Female minipuberty is characterized by complex dynamics of circulating reproductive hormones, while the relationship between ovarian and uterine morphology and reproductive hormones remains to be elucidated. To investigate the association between reproductive hormones and ovarian as well as uterine morphology by transabdominal ultrasound (TAUS) at minipuberty. Secondary analysis from The Copenhagen Analgesic Study (COPANA) (ClinicalTrials.gov NCT04369222). Healthy infant girls (n=302, age 3.4 months (0.4) mean (±SD): mamma tissue diameter (mm), n=300. TAUS: uterine volume (n=230), endometrial thickness (n=255), ovarian volume, antral follicle count (total/2-4mm/≥5mm) (n=203).Blood samples (n=269/302=89%): AMH, FSH, LH, inhibin B (immunoassays), progesterone (PROG), androstenedione (Adione), testosterone (T), estrone (E1), estradiol (E2) (LC/MS-MS).Statistics: Pearson/Spearman´s correlation coefficient (parametric/non-parametric data).

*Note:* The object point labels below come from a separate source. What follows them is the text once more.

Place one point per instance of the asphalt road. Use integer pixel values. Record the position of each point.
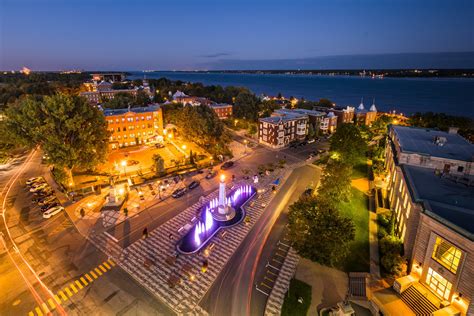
(53, 255)
(234, 291)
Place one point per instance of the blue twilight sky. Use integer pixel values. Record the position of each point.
(203, 34)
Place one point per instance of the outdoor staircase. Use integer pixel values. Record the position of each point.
(417, 302)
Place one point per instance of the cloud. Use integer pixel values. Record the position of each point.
(216, 55)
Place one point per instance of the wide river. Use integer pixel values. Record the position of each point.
(406, 95)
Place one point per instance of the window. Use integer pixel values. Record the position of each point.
(446, 254)
(438, 284)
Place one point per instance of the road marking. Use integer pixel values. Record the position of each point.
(51, 303)
(73, 288)
(38, 311)
(79, 284)
(84, 281)
(68, 291)
(277, 254)
(63, 296)
(273, 259)
(45, 308)
(57, 299)
(88, 277)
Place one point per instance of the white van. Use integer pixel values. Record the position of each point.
(53, 211)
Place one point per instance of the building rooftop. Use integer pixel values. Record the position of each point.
(446, 200)
(422, 141)
(145, 109)
(302, 111)
(220, 105)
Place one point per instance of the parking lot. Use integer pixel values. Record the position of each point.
(304, 151)
(273, 266)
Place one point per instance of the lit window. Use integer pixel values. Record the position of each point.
(438, 284)
(446, 254)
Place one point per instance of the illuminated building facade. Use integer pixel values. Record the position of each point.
(431, 191)
(134, 126)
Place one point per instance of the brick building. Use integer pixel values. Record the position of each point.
(279, 130)
(134, 126)
(325, 122)
(222, 110)
(430, 187)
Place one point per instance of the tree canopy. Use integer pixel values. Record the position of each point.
(348, 144)
(246, 106)
(318, 233)
(69, 130)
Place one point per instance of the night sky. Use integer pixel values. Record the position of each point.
(200, 34)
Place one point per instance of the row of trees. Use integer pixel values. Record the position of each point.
(72, 133)
(317, 229)
(199, 124)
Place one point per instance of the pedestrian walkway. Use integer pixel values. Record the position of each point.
(176, 279)
(73, 288)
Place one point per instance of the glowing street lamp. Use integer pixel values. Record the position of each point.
(124, 165)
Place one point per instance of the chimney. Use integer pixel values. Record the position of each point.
(453, 130)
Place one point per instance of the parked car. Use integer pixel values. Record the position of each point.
(211, 174)
(179, 192)
(44, 193)
(47, 200)
(33, 180)
(53, 211)
(37, 183)
(227, 165)
(46, 207)
(40, 187)
(193, 185)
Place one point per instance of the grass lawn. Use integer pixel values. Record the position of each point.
(291, 306)
(360, 169)
(358, 259)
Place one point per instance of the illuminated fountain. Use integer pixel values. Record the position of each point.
(220, 213)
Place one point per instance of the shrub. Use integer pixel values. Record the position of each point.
(381, 232)
(392, 263)
(390, 244)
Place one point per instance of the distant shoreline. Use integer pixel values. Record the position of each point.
(371, 73)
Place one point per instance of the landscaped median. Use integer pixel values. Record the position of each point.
(297, 299)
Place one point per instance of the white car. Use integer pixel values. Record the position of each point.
(53, 211)
(34, 180)
(47, 200)
(39, 187)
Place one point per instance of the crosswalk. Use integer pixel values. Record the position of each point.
(180, 281)
(72, 288)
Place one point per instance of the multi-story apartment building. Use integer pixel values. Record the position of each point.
(96, 97)
(222, 110)
(113, 77)
(344, 115)
(430, 186)
(280, 129)
(326, 122)
(134, 126)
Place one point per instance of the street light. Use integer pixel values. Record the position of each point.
(124, 165)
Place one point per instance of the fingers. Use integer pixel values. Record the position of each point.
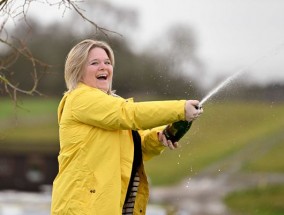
(167, 143)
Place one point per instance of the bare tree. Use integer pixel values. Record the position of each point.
(12, 47)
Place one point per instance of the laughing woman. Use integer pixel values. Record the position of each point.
(104, 139)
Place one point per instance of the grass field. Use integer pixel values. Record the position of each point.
(223, 129)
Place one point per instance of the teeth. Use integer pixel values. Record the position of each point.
(102, 76)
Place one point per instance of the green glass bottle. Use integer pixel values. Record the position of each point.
(176, 130)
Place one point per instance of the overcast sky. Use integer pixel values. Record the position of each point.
(231, 34)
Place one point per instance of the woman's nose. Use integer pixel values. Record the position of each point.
(102, 66)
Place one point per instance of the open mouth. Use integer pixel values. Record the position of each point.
(102, 77)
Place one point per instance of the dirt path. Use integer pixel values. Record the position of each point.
(203, 194)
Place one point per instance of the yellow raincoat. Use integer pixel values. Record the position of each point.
(96, 150)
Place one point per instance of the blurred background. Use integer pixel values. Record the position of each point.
(230, 162)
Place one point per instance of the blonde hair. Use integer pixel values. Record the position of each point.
(77, 58)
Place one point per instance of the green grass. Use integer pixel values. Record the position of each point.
(29, 123)
(272, 161)
(266, 200)
(223, 129)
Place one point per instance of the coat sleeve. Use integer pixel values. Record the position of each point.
(93, 107)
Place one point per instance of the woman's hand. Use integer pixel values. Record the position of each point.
(167, 143)
(192, 110)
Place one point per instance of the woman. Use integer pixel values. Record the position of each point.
(104, 139)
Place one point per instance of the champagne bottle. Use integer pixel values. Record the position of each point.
(176, 130)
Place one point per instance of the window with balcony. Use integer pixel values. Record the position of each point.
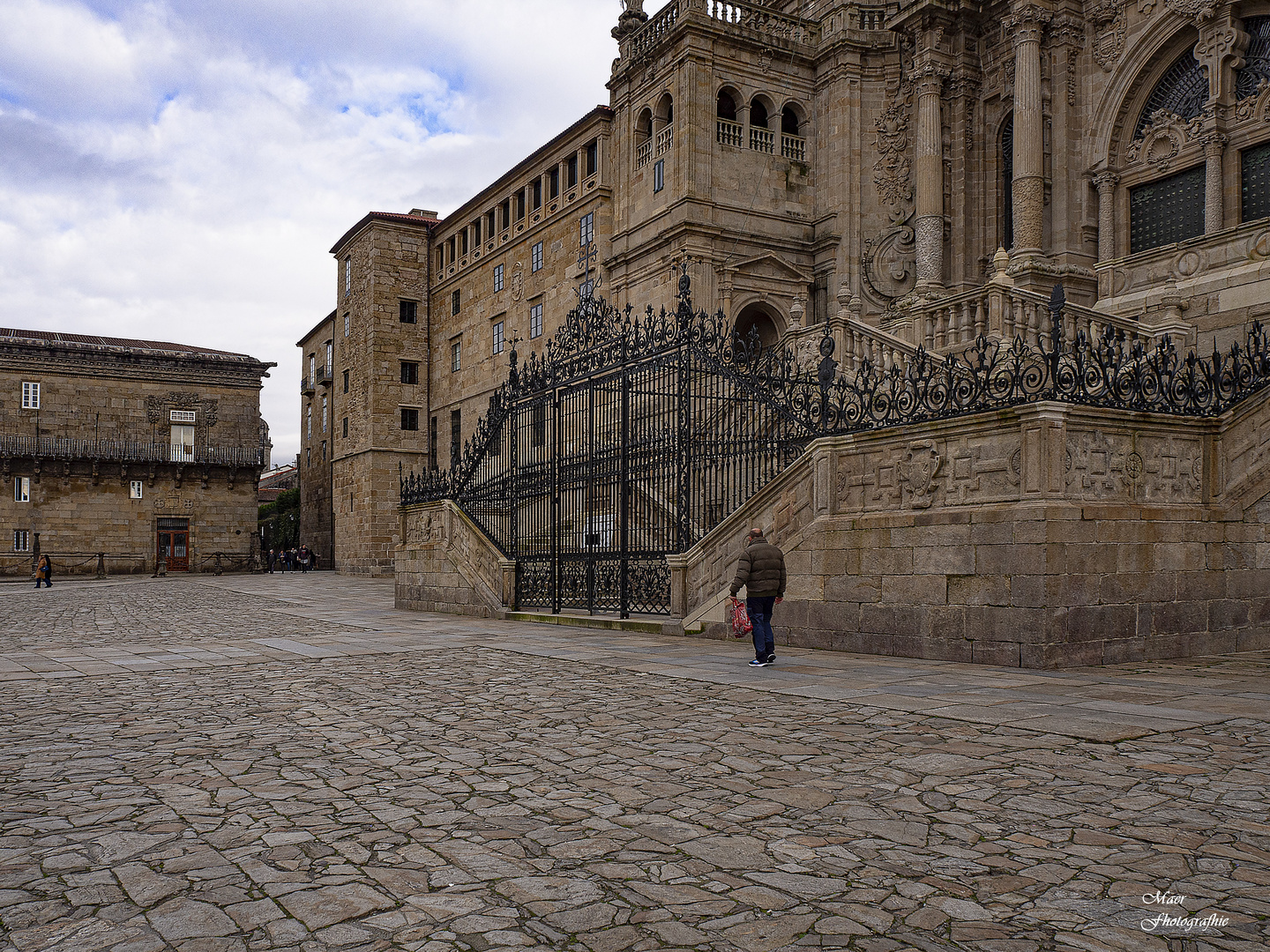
(1255, 185)
(1166, 211)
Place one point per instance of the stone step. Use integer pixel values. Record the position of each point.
(594, 621)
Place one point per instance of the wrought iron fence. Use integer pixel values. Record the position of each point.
(129, 450)
(634, 435)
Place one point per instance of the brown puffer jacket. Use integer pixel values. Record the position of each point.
(761, 570)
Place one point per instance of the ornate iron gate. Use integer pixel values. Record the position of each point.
(632, 435)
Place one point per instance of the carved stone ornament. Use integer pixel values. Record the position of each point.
(917, 471)
(1109, 29)
(1194, 9)
(1163, 138)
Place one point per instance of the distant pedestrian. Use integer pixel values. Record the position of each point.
(45, 571)
(761, 569)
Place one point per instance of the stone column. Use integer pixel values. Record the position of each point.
(1025, 26)
(1214, 147)
(1105, 183)
(929, 175)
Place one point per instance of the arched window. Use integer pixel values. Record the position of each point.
(758, 115)
(1007, 183)
(1183, 90)
(727, 107)
(1256, 60)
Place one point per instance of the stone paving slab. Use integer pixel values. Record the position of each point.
(344, 776)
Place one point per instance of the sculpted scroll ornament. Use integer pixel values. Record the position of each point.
(1109, 29)
(917, 471)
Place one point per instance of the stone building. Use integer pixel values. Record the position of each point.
(900, 176)
(120, 450)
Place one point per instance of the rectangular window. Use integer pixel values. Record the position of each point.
(1166, 211)
(1255, 170)
(182, 444)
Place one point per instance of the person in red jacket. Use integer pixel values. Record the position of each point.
(761, 569)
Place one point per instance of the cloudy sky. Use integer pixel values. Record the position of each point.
(178, 169)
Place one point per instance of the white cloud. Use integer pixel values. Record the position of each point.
(179, 169)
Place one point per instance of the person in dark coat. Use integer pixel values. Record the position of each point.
(761, 569)
(45, 571)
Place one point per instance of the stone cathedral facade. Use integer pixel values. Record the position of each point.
(908, 175)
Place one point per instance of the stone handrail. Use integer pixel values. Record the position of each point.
(1006, 311)
(127, 450)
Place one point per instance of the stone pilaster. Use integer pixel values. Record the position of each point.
(1214, 147)
(1027, 25)
(1105, 183)
(929, 175)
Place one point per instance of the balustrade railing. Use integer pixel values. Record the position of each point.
(664, 140)
(643, 153)
(729, 133)
(127, 450)
(1012, 312)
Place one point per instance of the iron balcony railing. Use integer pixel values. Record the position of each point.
(129, 450)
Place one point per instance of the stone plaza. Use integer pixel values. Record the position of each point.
(219, 764)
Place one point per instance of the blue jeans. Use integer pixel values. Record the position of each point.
(759, 611)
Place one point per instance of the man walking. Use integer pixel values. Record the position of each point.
(761, 569)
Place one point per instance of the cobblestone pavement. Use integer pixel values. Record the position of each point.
(290, 763)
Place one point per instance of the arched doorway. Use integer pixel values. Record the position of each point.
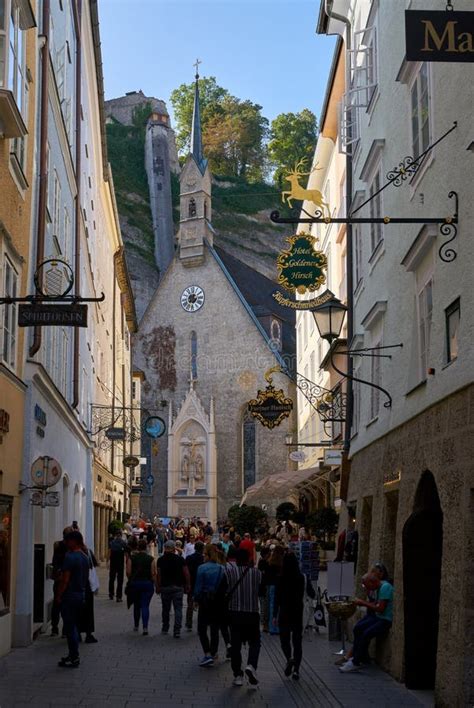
(422, 556)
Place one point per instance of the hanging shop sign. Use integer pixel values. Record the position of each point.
(301, 268)
(155, 427)
(303, 304)
(271, 405)
(115, 434)
(131, 461)
(439, 35)
(4, 423)
(45, 472)
(52, 315)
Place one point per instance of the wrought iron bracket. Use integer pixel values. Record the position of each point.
(448, 224)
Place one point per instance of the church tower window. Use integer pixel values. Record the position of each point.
(249, 434)
(193, 356)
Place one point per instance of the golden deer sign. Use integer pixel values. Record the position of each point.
(299, 192)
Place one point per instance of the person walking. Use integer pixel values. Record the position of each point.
(86, 619)
(117, 548)
(288, 607)
(141, 572)
(242, 583)
(192, 563)
(59, 553)
(172, 581)
(71, 594)
(208, 580)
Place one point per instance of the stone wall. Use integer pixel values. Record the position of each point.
(440, 440)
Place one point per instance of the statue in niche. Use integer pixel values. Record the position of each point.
(192, 465)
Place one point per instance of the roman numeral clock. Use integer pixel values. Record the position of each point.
(192, 298)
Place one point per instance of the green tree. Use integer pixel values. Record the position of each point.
(292, 137)
(246, 518)
(182, 99)
(234, 131)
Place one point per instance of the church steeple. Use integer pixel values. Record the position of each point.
(196, 130)
(195, 194)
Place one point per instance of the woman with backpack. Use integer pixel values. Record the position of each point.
(141, 573)
(210, 599)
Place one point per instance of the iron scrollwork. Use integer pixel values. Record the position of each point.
(449, 228)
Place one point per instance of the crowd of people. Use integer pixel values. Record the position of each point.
(234, 591)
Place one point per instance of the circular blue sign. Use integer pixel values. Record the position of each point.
(155, 427)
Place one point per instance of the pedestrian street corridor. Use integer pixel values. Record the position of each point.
(127, 669)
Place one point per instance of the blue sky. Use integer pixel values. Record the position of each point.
(263, 50)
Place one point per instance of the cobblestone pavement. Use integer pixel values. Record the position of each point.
(128, 669)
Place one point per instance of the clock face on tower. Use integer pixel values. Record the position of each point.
(192, 298)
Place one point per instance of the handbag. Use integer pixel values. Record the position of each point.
(319, 616)
(93, 577)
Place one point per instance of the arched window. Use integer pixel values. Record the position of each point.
(193, 356)
(249, 434)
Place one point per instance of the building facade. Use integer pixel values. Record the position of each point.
(69, 370)
(18, 86)
(209, 334)
(411, 480)
(327, 174)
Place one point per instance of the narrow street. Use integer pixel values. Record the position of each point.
(127, 669)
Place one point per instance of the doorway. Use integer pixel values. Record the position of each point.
(422, 558)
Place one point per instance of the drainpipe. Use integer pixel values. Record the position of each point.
(77, 250)
(349, 254)
(43, 174)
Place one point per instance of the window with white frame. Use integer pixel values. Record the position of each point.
(453, 319)
(425, 312)
(56, 204)
(375, 209)
(9, 325)
(376, 378)
(420, 111)
(357, 239)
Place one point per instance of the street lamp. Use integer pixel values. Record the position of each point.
(329, 318)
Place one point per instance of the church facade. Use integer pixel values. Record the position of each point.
(209, 334)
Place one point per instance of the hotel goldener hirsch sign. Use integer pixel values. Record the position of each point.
(439, 35)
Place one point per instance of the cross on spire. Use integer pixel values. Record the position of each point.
(196, 66)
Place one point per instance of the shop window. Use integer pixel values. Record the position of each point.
(5, 552)
(453, 317)
(425, 312)
(9, 328)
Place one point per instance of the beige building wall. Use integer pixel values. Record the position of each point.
(16, 188)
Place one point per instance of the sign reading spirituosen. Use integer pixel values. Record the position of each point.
(439, 35)
(301, 267)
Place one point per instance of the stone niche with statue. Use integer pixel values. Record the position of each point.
(192, 484)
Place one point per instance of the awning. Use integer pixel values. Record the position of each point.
(280, 485)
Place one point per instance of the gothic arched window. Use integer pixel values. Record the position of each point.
(193, 356)
(249, 434)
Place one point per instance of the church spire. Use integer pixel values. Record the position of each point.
(196, 131)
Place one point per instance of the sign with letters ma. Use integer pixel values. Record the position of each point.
(439, 35)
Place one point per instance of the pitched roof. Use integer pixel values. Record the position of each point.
(257, 290)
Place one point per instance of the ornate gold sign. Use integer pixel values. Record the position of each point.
(300, 193)
(301, 267)
(271, 406)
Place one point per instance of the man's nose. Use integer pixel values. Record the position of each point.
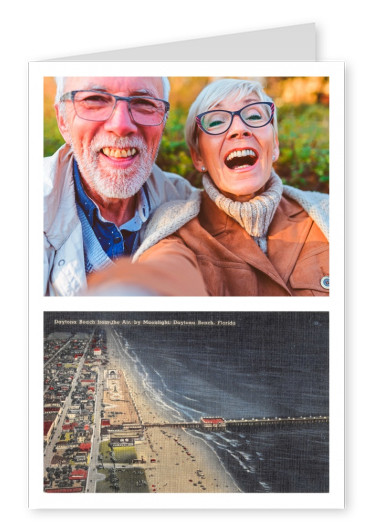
(238, 128)
(120, 121)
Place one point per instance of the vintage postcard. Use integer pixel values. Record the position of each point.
(186, 402)
(186, 345)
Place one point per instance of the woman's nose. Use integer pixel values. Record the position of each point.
(238, 128)
(120, 121)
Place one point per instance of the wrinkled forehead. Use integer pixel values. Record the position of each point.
(235, 101)
(125, 86)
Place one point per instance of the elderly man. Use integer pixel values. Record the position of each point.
(102, 186)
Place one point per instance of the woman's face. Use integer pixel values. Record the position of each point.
(219, 154)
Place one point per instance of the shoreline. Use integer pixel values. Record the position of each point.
(184, 463)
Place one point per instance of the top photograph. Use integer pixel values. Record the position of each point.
(186, 186)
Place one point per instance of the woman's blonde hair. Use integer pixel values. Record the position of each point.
(216, 92)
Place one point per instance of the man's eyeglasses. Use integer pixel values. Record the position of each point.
(98, 106)
(253, 115)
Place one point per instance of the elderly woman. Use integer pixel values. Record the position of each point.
(247, 234)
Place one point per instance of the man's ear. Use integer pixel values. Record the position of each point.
(197, 159)
(276, 148)
(62, 125)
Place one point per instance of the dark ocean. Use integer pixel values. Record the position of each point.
(270, 364)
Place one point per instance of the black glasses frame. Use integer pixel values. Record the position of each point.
(236, 113)
(72, 94)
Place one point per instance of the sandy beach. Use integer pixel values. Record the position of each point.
(176, 461)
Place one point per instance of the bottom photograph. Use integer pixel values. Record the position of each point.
(186, 402)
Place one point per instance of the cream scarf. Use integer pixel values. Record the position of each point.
(255, 215)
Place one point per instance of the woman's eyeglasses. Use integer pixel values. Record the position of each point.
(254, 115)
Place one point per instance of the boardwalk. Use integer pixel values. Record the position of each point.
(243, 423)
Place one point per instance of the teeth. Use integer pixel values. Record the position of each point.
(119, 153)
(241, 153)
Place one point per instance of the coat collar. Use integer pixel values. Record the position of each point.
(287, 234)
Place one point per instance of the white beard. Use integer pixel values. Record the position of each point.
(115, 183)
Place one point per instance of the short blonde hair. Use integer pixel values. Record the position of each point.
(216, 92)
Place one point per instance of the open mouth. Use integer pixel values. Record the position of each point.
(241, 158)
(116, 153)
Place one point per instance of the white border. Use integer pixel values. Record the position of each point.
(333, 304)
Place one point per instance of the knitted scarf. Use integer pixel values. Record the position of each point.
(255, 215)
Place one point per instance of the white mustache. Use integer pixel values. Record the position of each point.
(102, 141)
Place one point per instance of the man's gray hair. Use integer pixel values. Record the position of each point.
(60, 84)
(213, 94)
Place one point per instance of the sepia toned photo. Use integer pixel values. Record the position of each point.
(186, 402)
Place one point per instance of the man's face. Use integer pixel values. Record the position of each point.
(115, 157)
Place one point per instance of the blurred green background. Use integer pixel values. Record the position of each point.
(303, 127)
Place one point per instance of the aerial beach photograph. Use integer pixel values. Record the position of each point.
(186, 402)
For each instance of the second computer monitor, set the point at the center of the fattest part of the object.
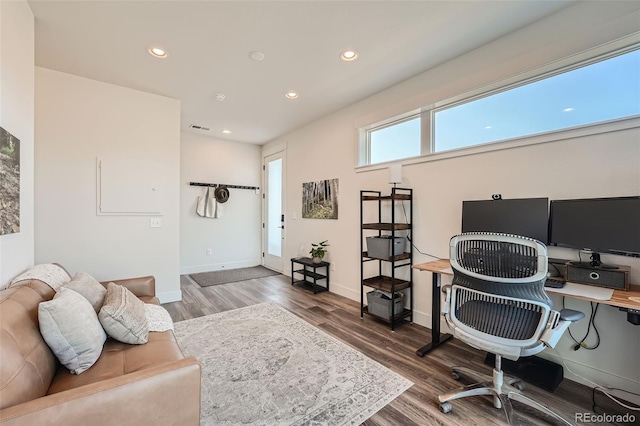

Total follicle count correlated positively with ovarian volume (r= 0.606, p<0.001), AMH (r=0.378, p<0.001), inhibin B (r=0.251, p<0.001), and negatively with FSH concentrations (r=-0.327, p<0.001). Larger follicles (≥5mm) correlated positively with AMH (r=0.264, p<0.001), inhibin B (0.230, p=0.002), E1 (r=0.209, p=0.004), E2 (r=0.269, p<0.001), PROG (r=0.160, p=0.031) and T (r=0.210, p=0.004) and negatively with FSH (r=-0.183, p=0.015). Circulating E1 and E2 levels correlated with the size of estrogen-responsive tissue sizes: E2 vs. uterine volume (r=0.134, p=0.054), E2 vs. endometrial thickness (r=0.155, p=0.020), E1 and E2 vs. mammary tissue diameter (r=0.213 and r=0.198, respectively, both p < 0.001). Correlations between reproductive hormones and the number of antral follicles suggest that negative feedback in the female HPG axis is established during minipuberty, with ovarian activity promoting uterine and glandular breast tissue growth We provide normative data of infant ovarian- and uterine morphology directly implementable to a clinical setting.